On January 30, 2012, WANG entered a guilty plea to an Indictment that charged Mail Fraud, in violation of 18 U.S.C. § 1341; Visa Fraud, in violation of 18 U.S.C. § 1546(a); Money Laundering, in violation of 18 U.S.C. § 1957; and Willful Failure to Pay Over Tax, in violation of 26 U.S.C. § 7202. WANG, as general manager of Hua Sheng International Group Corporation Limited (Hua Sheng), fraudulently petitioned over 173 H-2B workers. He represented that the workers would earn the Guam prevailing hourly wage for their occupations. WANG, among other things, further caused his office workers to print checks in the name of each Hua Sheng H-2B worker. The checks reflected the amount of legal wages owed and the appropriate deductions for Guam income tax, and Social Security and Medicare withholding. However, WANG never gave these checks to his workers. The investigation revealed that WANG actually paid the workers below prevailing wages, loaned them as labor to other companies, and housed them in deplorable conditions. WANG also falsely represented to Guam Department of Labor that Hua Sheng H-2B workers had departed Guam, when in fact they still remained on island.
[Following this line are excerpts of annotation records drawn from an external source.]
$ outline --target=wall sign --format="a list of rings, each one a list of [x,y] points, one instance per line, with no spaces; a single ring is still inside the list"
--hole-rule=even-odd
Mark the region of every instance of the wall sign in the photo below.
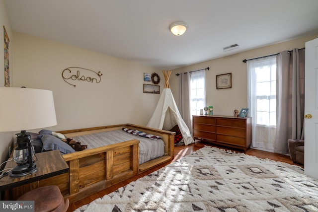
[[[88,82],[99,83],[103,75],[100,71],[96,72],[90,69],[80,67],[70,67],[65,69],[62,72],[63,80],[68,84],[76,87],[76,81],[85,81]]]

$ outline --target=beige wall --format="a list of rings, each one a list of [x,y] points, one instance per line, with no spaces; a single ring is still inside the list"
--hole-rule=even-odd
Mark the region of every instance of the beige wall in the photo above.
[[[48,129],[148,123],[160,95],[143,93],[144,73],[156,72],[162,79],[161,70],[18,32],[13,36],[14,86],[53,91],[58,125]],[[101,81],[75,80],[74,87],[62,76],[71,67],[101,71]]]
[[[247,106],[246,64],[242,61],[276,54],[293,48],[305,47],[308,41],[318,37],[316,36],[294,40],[276,45],[250,50],[228,57],[212,60],[173,70],[170,77],[170,85],[177,105],[179,103],[179,79],[175,75],[178,72],[210,67],[206,71],[206,93],[207,106],[213,106],[215,115],[233,115],[233,111],[239,111]],[[216,89],[216,75],[232,73],[231,88]]]
[[[4,0],[0,0],[0,26],[1,26],[0,30],[1,30],[1,35],[0,36],[0,43],[1,47],[3,47],[4,42],[3,36],[3,27],[5,26],[5,30],[8,34],[10,43],[9,43],[9,65],[10,70],[10,82],[13,82],[13,66],[12,66],[12,44],[13,43],[13,39],[12,37],[12,33],[11,30],[11,26],[9,22],[9,17],[5,10],[5,3]],[[0,51],[0,86],[3,86],[4,85],[4,62],[3,60],[4,52],[3,49],[1,48]],[[1,104],[3,102],[1,102]],[[1,117],[0,117],[1,120]],[[13,133],[0,133],[0,163],[4,161],[9,155],[9,146],[12,145],[13,142]],[[0,166],[0,170],[2,166]]]

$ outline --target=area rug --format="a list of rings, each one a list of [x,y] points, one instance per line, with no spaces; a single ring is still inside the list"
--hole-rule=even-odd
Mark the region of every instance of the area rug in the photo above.
[[[318,211],[318,180],[297,166],[205,146],[76,211]]]

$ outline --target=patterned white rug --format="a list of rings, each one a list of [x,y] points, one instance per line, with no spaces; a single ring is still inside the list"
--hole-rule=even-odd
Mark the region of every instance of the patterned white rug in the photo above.
[[[76,212],[317,212],[300,167],[206,146]]]

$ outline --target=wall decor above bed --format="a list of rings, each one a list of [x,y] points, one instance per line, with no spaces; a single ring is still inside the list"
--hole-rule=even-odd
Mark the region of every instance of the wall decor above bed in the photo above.
[[[101,76],[103,75],[100,71],[96,72],[90,69],[80,67],[67,68],[62,72],[63,80],[68,84],[76,87],[73,81],[86,81],[87,82],[99,83],[101,80]]]
[[[160,82],[160,76],[157,73],[154,72],[151,74],[151,81],[155,84],[158,84]]]

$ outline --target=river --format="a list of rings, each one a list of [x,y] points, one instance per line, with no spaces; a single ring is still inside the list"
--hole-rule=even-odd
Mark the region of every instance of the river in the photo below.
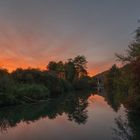
[[[138,117],[114,104],[102,94],[73,93],[2,108],[0,140],[140,140]]]

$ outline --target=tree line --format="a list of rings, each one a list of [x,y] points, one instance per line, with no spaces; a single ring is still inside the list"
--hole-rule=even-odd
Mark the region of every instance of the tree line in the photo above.
[[[0,106],[37,102],[73,90],[89,90],[95,85],[82,55],[66,62],[51,61],[43,71],[17,68],[9,73],[0,69]]]
[[[116,101],[112,104],[115,110],[123,103],[129,110],[140,112],[140,27],[125,55],[116,54],[116,58],[123,66],[114,64],[104,74],[109,103]]]

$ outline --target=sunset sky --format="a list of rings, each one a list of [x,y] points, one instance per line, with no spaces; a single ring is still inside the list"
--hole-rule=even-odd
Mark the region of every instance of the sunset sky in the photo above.
[[[94,75],[127,49],[138,19],[140,0],[0,0],[0,67],[85,55]]]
While pending sentencing for the Hua Sheng matter, WANG also entered a guilty plea to a charge of Conspiracy to Commit Visa Fraud, in violation of 18 U.S.C. §§ 371, 1546(a) and 2. WANG worked for Dalian Hongda Baiye Group (USA), Inc., which was used by WANG to facilitate the fraud. WANG attempted to secure an L1 nonimmigrant visa for J.P.W. WANG further accepted approximately $96,781 knowing that J.P.W. had never worked for Dalian Hongda Baiye Group Co. Ltd., in China, all in violation of the L1 nonimmigrant visa requirements.
Acting U.S. Attorney Anderson stated, “This case demonstrates the importance of combined federal and local enforcement efforts to uphold the integrity of the H-2B visa program. The Hua Sheng workers suffered substantial financial losses as a result of Wang’s conduct. The Court’s sentencing order sends a strong message of accountability that these workers deserve.
The Guam business community continues to face difficulties in hiring qualified United States workers. The ability of employers to seek temporary relief though the H-2B visa program is diminished by those who engage in dishonest business practices that poison the foreign labor pools on which the program relies. This case further demonstrates the ongoing commitment by the Department of Justice to promote lawfulness in our immigration system.”
The investigation was conducted by the Department of Homeland Security, Homeland Security Investigations; Internal Revenue Service, Criminal Investigation; Federal Bureau of Investigation; and the U.S. Department of Labor, Wage & Hour Division working together with Guam Department of Labor. The case was prosecuted by Stephen F. Leon Guerrero, an Assistant United States Attorney for the District of Guam.